Telpon kututup. Aku tak peduli apa yang dia pikir tentangku. Kupejamkan mata, mencoba untuk tidur. Akhirnya terlelap juga, lega rasanya…
**
Menit ke lima belas. Aku belum letih menunggu. Kusapu tiap celah alam di taman ini. Masih seperti beberapa waktu lalu, hanya saja kulihat mawar putih di paling ujung sana telah berkurang setangkai. Aku tersenyum. Kubuka organizer yang sedari tadi tergenggam di tanganku. Di dalamnya, di antara coretan-coretan agenda meeting dan amburaradulnya jadwal terselip mawar putih yang telah mengering. Kembali aku terdiam. Pandanganku tetap terfokus pada mawar kering itu. Ya, aku tak ingin melupakannya begitu saja. Dia yang kukenal tujuh tahun silam ketika masih sama-sama aktif dalam teater universitas lantas terpisah oleh kesibukan masing-masing untuk menggapai cita tapi kemudian dipertemukan kembali di kota ini. Dan perasaan yang terpendam tujuh tahun silam itu pun bersemi kembali. Namun, apa mau dikata, rupanya nasib tak berpihak padaku.

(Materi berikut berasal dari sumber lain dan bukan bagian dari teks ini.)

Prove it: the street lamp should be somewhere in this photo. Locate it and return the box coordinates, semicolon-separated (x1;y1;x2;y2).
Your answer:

Ia telah kawin dengan rekan sekerjanya, sementara aku masih saja sibuk berkarier hingga melupakan keinginan berumah tangga. Ah, aku memang bodoh,. Mengapa tak kuungkap cinta itu dulu?
“Bodoh!”
“Siapa yang bodoh, Diza?”
Aku terperanjat. Tanpa terdengar olehku, ia telah datang, duduk persis di sampingku.
“Aku yang bodoh!”
“Tak selayaknya seorang PR Manager bintang lima semacam dirimu berkata demikian”
“Aku wanita, And!”. Aku langsung emosi, ”Istrimu juga wanita. Aku tak dapat membayangkan betapa sakitnya jika diriku adalah Shinta. Wanita yang teramat baik tapi bersuami tukang selingkuh macam engkau, Andreas!”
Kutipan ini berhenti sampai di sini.